Current or active breast cancer or personal history of breast cancer in the past 5 years with no active disease
- 2.
Active liver disease
- 3.
Severe anatomical deformity of the uterine cavity
- 4.
PID
- 5.
Suspected pregnancy
- 6.
Unexplained vaginal bleeding
Progestogen-only implant
UKMEC Category 1/Category 2 (coexisting risk factors)

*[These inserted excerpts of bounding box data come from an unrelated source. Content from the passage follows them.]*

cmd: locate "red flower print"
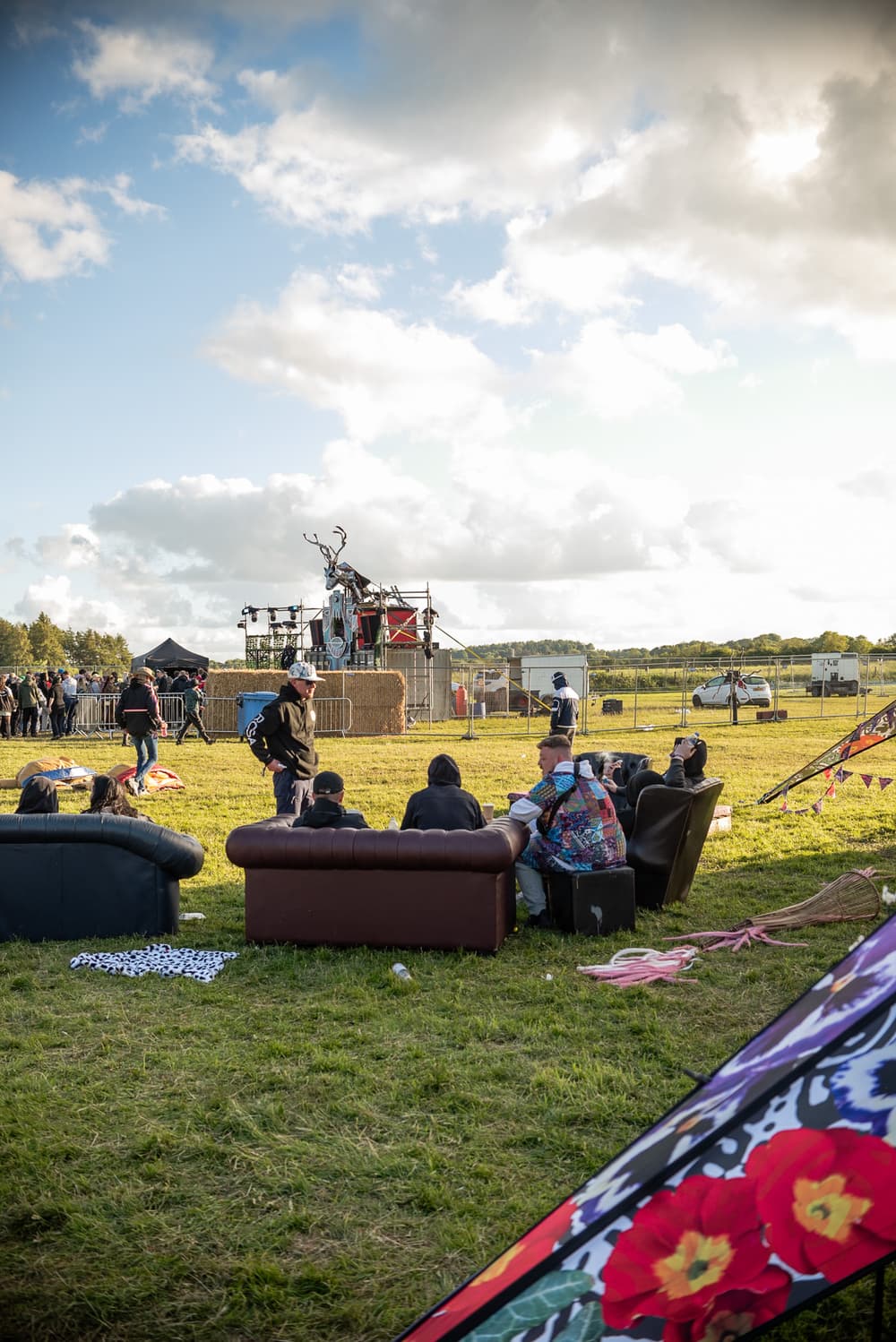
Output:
[663,1267,793,1342]
[602,1174,769,1337]
[409,1197,578,1342]
[745,1127,896,1282]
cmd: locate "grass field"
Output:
[0,703,896,1342]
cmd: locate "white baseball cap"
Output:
[287,662,321,680]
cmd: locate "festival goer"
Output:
[16,774,59,816]
[401,754,486,830]
[625,736,707,808]
[116,667,164,793]
[81,773,142,820]
[19,671,43,736]
[48,671,65,741]
[175,676,215,746]
[0,675,16,741]
[246,662,321,816]
[510,736,625,927]
[551,671,578,744]
[62,671,78,736]
[292,769,370,830]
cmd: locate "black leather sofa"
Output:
[625,779,721,908]
[0,814,205,941]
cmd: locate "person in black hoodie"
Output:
[292,769,370,830]
[401,755,486,830]
[246,662,321,816]
[116,667,164,793]
[16,773,59,816]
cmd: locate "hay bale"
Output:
[205,670,405,736]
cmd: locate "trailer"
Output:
[806,652,858,699]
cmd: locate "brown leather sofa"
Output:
[625,779,723,908]
[227,816,529,951]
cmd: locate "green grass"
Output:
[0,724,896,1342]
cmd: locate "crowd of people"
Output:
[6,662,707,927]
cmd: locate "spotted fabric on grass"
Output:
[68,942,238,984]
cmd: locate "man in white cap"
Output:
[246,662,321,816]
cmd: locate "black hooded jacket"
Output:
[246,680,318,779]
[401,754,486,830]
[292,797,370,830]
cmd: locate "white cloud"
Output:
[0,172,164,280]
[73,19,218,111]
[534,318,735,418]
[448,269,532,326]
[0,172,108,280]
[205,274,511,442]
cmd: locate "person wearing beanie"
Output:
[551,671,578,744]
[292,769,370,830]
[246,662,321,816]
[401,754,486,830]
[116,667,164,793]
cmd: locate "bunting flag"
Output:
[756,699,896,805]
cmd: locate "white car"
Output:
[691,675,771,709]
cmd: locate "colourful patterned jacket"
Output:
[521,762,625,871]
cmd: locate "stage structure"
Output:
[237,526,451,718]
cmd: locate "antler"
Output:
[302,531,333,563]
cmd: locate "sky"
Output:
[0,0,896,659]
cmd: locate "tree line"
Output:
[452,630,896,666]
[0,611,132,671]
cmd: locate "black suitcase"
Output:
[545,867,634,937]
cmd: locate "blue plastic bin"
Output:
[236,690,276,741]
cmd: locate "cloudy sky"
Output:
[0,0,896,658]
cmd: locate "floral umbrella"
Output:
[402,919,896,1342]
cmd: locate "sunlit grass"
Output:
[0,701,896,1342]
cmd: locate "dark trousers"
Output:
[177,712,212,744]
[65,693,78,736]
[273,769,314,816]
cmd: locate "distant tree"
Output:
[812,630,850,652]
[28,611,65,667]
[0,620,33,668]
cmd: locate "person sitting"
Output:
[401,754,486,830]
[292,769,370,830]
[81,773,149,820]
[625,736,707,804]
[16,773,59,816]
[510,736,625,927]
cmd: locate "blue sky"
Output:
[0,0,896,658]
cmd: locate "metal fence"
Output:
[20,693,351,738]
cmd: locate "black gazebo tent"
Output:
[130,639,208,671]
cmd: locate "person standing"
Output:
[19,671,44,736]
[116,667,165,793]
[62,671,78,736]
[0,675,16,739]
[551,671,578,744]
[246,662,321,816]
[47,671,65,741]
[175,676,215,746]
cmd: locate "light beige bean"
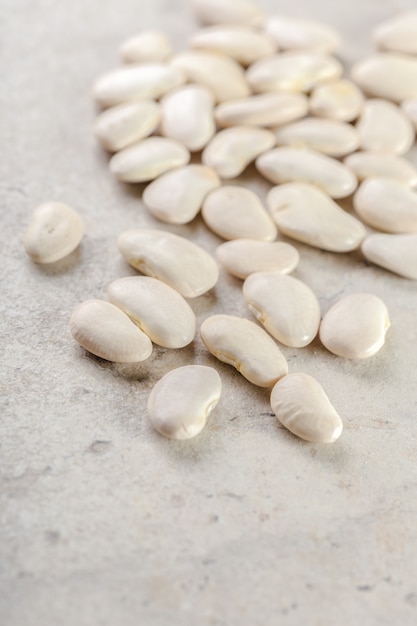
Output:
[216,239,300,280]
[310,78,364,122]
[118,228,219,298]
[353,178,417,234]
[108,276,196,348]
[191,0,264,26]
[267,183,366,252]
[255,148,358,198]
[23,202,84,264]
[271,373,343,443]
[93,63,186,107]
[94,100,161,152]
[161,85,216,151]
[200,315,288,387]
[343,152,417,187]
[401,98,417,130]
[265,15,341,53]
[171,50,250,102]
[214,93,308,127]
[109,137,190,183]
[246,52,342,93]
[351,52,417,103]
[201,126,275,178]
[69,300,152,363]
[243,272,320,348]
[190,25,277,65]
[356,99,415,155]
[142,165,220,224]
[275,117,359,157]
[201,185,277,241]
[148,365,222,439]
[320,293,391,359]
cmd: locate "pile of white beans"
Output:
[25,0,417,442]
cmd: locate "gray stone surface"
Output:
[0,0,417,626]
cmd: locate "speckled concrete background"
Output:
[0,0,417,626]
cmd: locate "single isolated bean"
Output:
[271,373,343,443]
[23,202,84,264]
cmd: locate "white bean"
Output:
[271,373,343,443]
[351,52,417,103]
[148,365,222,439]
[353,178,417,234]
[275,117,359,157]
[201,185,277,241]
[108,276,196,348]
[343,151,417,187]
[356,99,415,155]
[243,272,320,348]
[214,93,308,127]
[265,15,341,53]
[320,293,390,359]
[69,300,152,363]
[120,30,172,63]
[118,228,219,298]
[93,63,185,107]
[161,85,216,151]
[142,165,220,224]
[267,183,366,252]
[191,0,264,26]
[256,148,358,198]
[190,25,277,65]
[372,11,417,54]
[201,126,275,178]
[94,100,161,152]
[246,52,342,93]
[310,78,364,122]
[216,239,300,280]
[23,202,84,264]
[361,233,417,280]
[109,137,190,183]
[200,315,288,387]
[171,50,249,102]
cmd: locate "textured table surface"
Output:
[0,0,417,626]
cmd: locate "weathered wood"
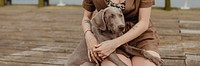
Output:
[38,0,49,7]
[164,59,186,66]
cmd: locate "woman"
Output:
[82,0,160,66]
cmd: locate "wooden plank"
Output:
[182,41,200,55]
[164,59,186,66]
[181,29,200,34]
[0,56,67,65]
[186,55,200,66]
[159,44,185,60]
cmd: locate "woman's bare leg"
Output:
[131,50,160,66]
[101,54,132,66]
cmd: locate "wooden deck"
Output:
[0,6,200,66]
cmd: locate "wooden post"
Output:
[165,0,171,11]
[0,0,5,7]
[38,0,49,7]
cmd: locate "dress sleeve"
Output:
[140,0,154,8]
[82,0,95,12]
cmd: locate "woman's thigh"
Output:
[131,50,160,66]
[101,54,132,66]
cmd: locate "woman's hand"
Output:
[94,40,118,59]
[85,31,102,63]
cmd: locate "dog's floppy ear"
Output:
[91,10,106,30]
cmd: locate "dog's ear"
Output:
[91,10,106,30]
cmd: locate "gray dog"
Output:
[67,7,162,66]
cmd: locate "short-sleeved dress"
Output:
[82,0,159,57]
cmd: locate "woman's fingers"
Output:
[90,51,98,63]
[102,55,107,59]
[93,52,102,62]
[88,50,92,62]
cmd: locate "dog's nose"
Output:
[118,25,125,31]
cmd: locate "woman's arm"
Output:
[113,7,151,47]
[82,10,102,63]
[94,7,151,58]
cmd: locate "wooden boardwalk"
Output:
[0,6,200,66]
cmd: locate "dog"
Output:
[67,7,162,66]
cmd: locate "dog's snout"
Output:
[118,25,125,31]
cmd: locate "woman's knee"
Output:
[101,54,132,66]
[131,50,160,66]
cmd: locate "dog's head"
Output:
[92,7,125,34]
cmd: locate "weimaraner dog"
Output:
[67,7,162,66]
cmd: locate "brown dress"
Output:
[83,0,159,56]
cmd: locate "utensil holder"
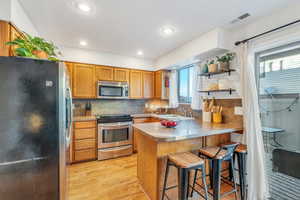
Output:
[208,64,218,73]
[213,112,222,124]
[202,111,211,122]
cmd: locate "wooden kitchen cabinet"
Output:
[143,72,154,99]
[129,70,144,99]
[9,26,22,56]
[65,62,73,90]
[73,63,96,98]
[114,68,130,83]
[96,66,114,81]
[154,71,163,99]
[0,21,10,56]
[71,120,97,163]
[0,21,23,56]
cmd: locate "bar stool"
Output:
[223,142,248,200]
[193,144,238,200]
[162,152,208,200]
[235,144,248,200]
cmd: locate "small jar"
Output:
[213,112,222,124]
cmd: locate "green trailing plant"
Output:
[6,33,61,61]
[208,60,215,65]
[217,53,234,63]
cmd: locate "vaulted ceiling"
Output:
[20,0,294,59]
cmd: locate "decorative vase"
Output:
[218,79,230,90]
[208,64,218,73]
[220,62,229,72]
[202,64,208,73]
[202,111,211,122]
[32,50,49,59]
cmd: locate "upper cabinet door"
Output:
[73,63,96,98]
[143,72,154,99]
[154,71,162,99]
[114,68,130,82]
[0,21,10,56]
[9,25,23,56]
[96,66,114,81]
[129,70,143,99]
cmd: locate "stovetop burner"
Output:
[97,114,133,123]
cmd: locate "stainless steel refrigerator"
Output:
[0,57,72,200]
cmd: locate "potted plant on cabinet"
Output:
[208,60,218,73]
[217,53,234,71]
[6,33,61,61]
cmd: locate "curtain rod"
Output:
[234,20,300,46]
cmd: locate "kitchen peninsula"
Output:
[133,120,243,200]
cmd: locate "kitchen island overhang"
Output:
[133,120,243,200]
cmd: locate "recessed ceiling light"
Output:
[77,3,91,12]
[160,26,175,36]
[79,40,87,46]
[136,51,144,56]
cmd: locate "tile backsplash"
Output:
[73,99,146,116]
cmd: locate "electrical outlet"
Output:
[234,106,243,115]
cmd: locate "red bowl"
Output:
[160,120,177,128]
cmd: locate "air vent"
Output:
[230,13,250,24]
[238,13,250,20]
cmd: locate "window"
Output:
[178,66,194,103]
[258,44,300,95]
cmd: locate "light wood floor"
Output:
[68,155,239,200]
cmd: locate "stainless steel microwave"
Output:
[97,81,129,99]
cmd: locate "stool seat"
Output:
[222,142,247,153]
[199,147,227,159]
[168,152,204,168]
[235,144,247,153]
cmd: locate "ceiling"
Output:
[20,0,294,59]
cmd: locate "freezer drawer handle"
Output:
[0,157,47,166]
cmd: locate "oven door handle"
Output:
[99,125,131,130]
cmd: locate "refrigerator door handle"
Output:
[66,88,73,146]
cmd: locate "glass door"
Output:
[256,42,300,200]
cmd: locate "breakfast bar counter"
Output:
[133,120,243,200]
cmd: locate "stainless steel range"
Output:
[97,115,133,160]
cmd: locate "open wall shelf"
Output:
[198,88,236,95]
[199,69,236,78]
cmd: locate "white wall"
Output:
[10,0,42,36]
[0,0,11,21]
[224,1,300,49]
[59,47,155,70]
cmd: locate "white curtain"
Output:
[191,64,202,110]
[238,44,269,200]
[169,70,179,108]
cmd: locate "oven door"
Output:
[98,123,132,149]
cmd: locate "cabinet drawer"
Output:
[74,149,96,161]
[75,139,96,150]
[74,128,96,140]
[74,121,96,128]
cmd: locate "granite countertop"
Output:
[73,113,193,122]
[133,120,243,142]
[131,113,194,121]
[73,115,96,122]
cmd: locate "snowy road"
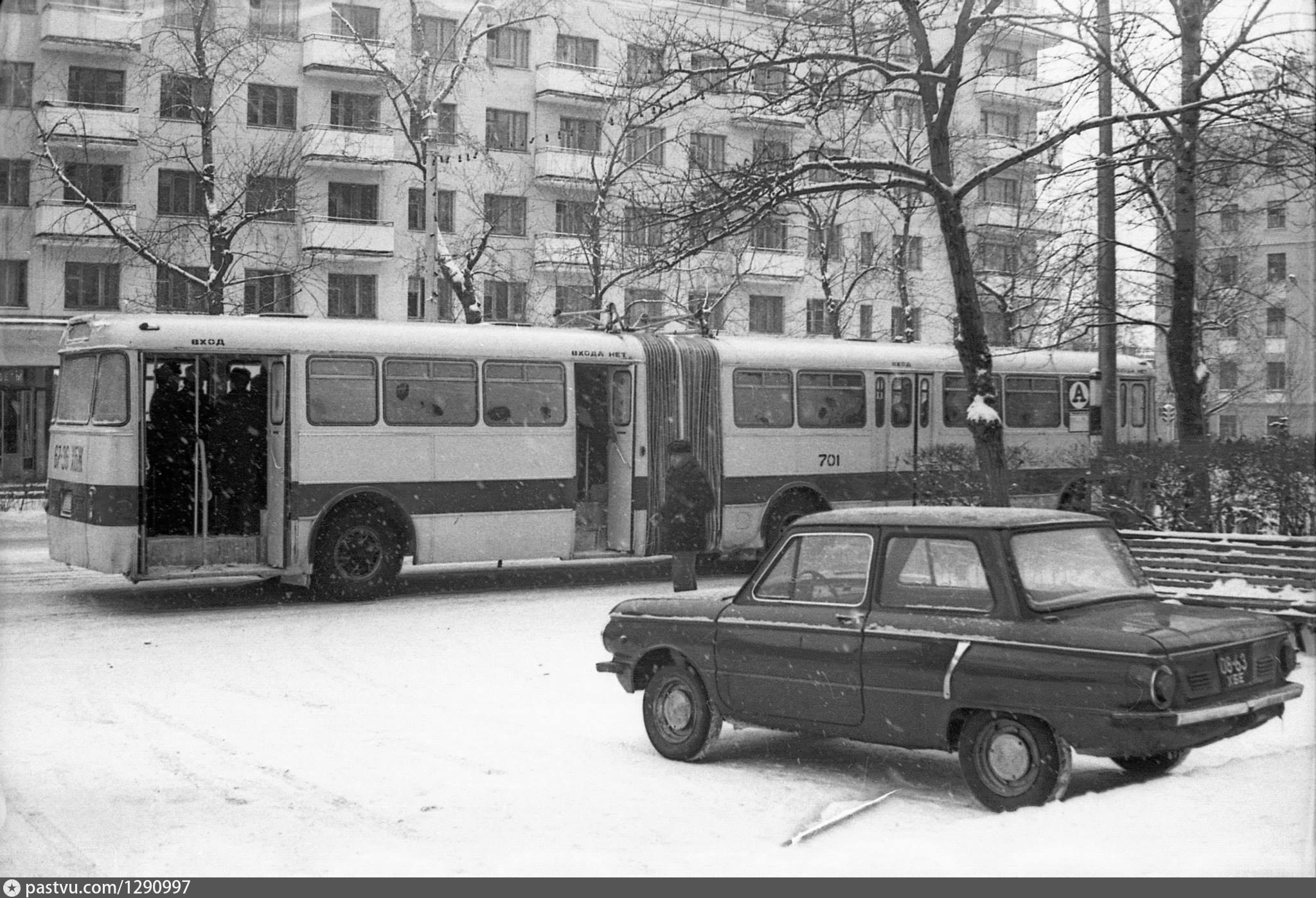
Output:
[0,513,1316,877]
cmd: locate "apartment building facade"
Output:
[0,0,1061,479]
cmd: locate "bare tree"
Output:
[35,0,305,314]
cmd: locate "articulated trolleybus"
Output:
[48,314,1153,598]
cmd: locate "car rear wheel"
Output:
[959,711,1070,811]
[643,664,722,761]
[1111,748,1192,777]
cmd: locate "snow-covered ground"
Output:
[0,513,1316,878]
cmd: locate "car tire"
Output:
[643,664,722,761]
[1111,748,1192,777]
[310,507,403,602]
[959,711,1070,811]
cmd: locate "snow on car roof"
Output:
[795,505,1111,527]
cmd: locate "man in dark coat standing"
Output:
[657,439,716,593]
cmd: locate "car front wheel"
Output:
[959,711,1070,811]
[643,664,722,761]
[1111,748,1191,777]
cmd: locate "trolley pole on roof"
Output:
[1094,0,1119,457]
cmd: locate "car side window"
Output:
[878,536,992,612]
[754,534,873,606]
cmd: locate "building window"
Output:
[68,66,127,109]
[434,191,457,234]
[893,234,923,271]
[242,269,292,315]
[0,259,28,309]
[64,162,124,205]
[982,177,1020,206]
[412,16,461,60]
[1220,359,1238,389]
[891,305,923,343]
[407,187,427,230]
[329,274,378,318]
[621,206,663,246]
[247,84,298,130]
[488,28,530,68]
[625,286,667,328]
[1266,305,1288,337]
[249,0,300,40]
[624,128,664,166]
[553,34,599,68]
[332,3,379,40]
[749,294,786,334]
[485,280,525,321]
[749,216,787,252]
[804,300,831,334]
[156,168,205,216]
[553,200,594,236]
[329,91,379,132]
[407,275,425,321]
[0,159,31,206]
[625,44,662,84]
[558,116,603,152]
[329,181,379,225]
[161,75,209,121]
[689,134,726,171]
[981,109,1018,138]
[810,225,842,259]
[0,62,31,109]
[1216,255,1238,286]
[156,265,209,312]
[246,175,298,222]
[485,109,530,152]
[1266,252,1288,284]
[485,193,525,236]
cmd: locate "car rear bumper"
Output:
[1111,682,1303,727]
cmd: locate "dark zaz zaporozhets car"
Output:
[596,507,1301,811]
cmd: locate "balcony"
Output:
[534,62,618,105]
[301,125,395,166]
[740,247,808,280]
[37,100,139,148]
[970,202,1061,234]
[301,34,397,78]
[33,200,137,241]
[534,146,607,187]
[40,1,142,54]
[301,216,393,256]
[534,231,616,269]
[972,75,1061,109]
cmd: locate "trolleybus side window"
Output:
[1006,376,1061,427]
[797,371,867,427]
[485,362,567,427]
[307,359,379,425]
[732,368,795,427]
[941,374,1002,427]
[55,355,96,425]
[891,377,913,427]
[1129,384,1148,427]
[91,353,128,425]
[384,359,479,427]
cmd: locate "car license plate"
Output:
[1216,648,1248,689]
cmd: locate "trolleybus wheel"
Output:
[310,507,403,601]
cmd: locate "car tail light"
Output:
[1279,634,1297,677]
[1150,664,1174,709]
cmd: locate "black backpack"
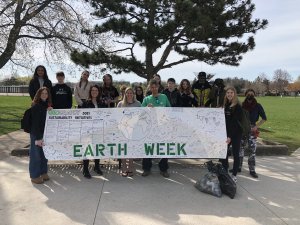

The matrices of implants consist of small flexible biologically degradable inserted under the skin of the upper arm.
Preparations:
- 1.
Norplant II: two flexible silicone rods, each containing 75 mg of LNG, lasting for 5 years.
- 2.
Implanon: a single rod, containing 68 mg ENG, lasting for 3 years.
Efficacy :
- 1.
The PI is 0.05.
- 2.
In the US contraceptive choice project, the pregnancy rate at 4 years follow-up of ENG implant use was extremely low in overweight and obese women.
- 3.
Pharmacokinetics studies suggest that the serum levels of ENG depend on body weight and decrease at a higher rate in women with obesity due to increased volume of distribution, effects on plasma protein binding, and altered clearance.
- 4.
There is evidence suggesting lower serum ENG concentration after malabsorptive surgery when the weight has decreased after surgery, but the implant is still protective for at least 6 months.
Safety:
- 1.
Implant can be used in cases of ore-existing CVD risk factors.
- 2.
There is no evidence of increased risk of VTE or MI.
- 3.
Studies on procoagulatory values or blood pressure did not show any difference.
- 4.
No negative effects of carbohydrates or lipid metabolism.
- 5.
No concern as regards loss of bone mass.
- 6.
There are no data available regarding the risk of breast cancer.
- 7.
In one study, implants users had an additional weight increase as compared with Cu-IUD users.
Health benefits
- 1.
Alleviates dysmenorrhea and ovulatory pain.
Challenges :
- 1.
With significant weight loss after surgery, loose skin may make it challenging to insert implant correctly.
Contraindications:
- 1.
Active or recent breast cancer
- 2.
Active and chronic liver disease except nodular hyperplasia
- 3.
If on treatment with antiviral drugs
5.3.2
Progestogen-only injection
UKMEC Category 2/3
Depot preparations of progestin-only contraceptive provide reversible contraception
Preparations: currently three are available
- 1.
Medroxy-progesterone acetate (DMPA) as intramuscular, every 13 weeks
- 2.
Medroxy-progesterone acetate (SC), administered subcutaneously every 13 weeks
- 3.
Norethisterone enanthate as intramuscular, every 8 weeks
Efficacy:
The PI range for perfect use is 0.2 and 6 for typical use.
- 1.
There are limited data relating to DMPA use in women with obesity or after bariatric surgery, but the available evidence suggests that its effectiveness is not reduced.
- 2.
Prolonged DMPA use and bariatric surgery both appear to be associated with the loss of bone mineral density but there is no data available for an additive effect of those two factors relating specifically to risk for osteoporosis or fracture.
- 3.
There are no data on the casual association between DMPA use and the risk of VTE.
Side effects:
- 1.
DMPA use is associated with some weight gain
Health benefits:
- 1.
Treatment of heavy menstrual bleeding, dysmenorrhea, and for pain associated with endometriosis.
- 2.
Offers some protection against ovarian and endometrial cancers.
Practical tips:
- 1.
DPMA–IM injection is given in deltoid muscle, or use a longer needle to reach the muscle layer in gluteal region.
- 2.
Alternatively DMPA-Sc should be used.
Relative contraindication:
- 1.
Young adolescent, <18 years with BMI >30 are at increased risk of weight gain, so alternative preparations should be considered.
5.3.3
Barrier methods
UKMEC Category 1
Methods :
- 1.
Male and female condoms
- 2.
Cervical caps
- 3.
Diaphragms
Efficacy:
- 1.
PI of condoms is 18 by typical use and 2 by perfect use.
- 2.
PI of female diaphragm is 12 by typical use and 6 by perfect use.
- 3.
The reliability of barrier methods is not affected by bariatric procedure.
Health benefit:
- 1.
Offer additional protection against sexually transmitted infections.
Practical tip
- 1.
Weight loss or gain can alter the fit of a cap or diaphragm.
- 2.
Check regularly to see if it still fits during the period of rapid weight loss phase.
Emergency contraception (EC):
Women should be offered Cu-IUD if there are no contraindications.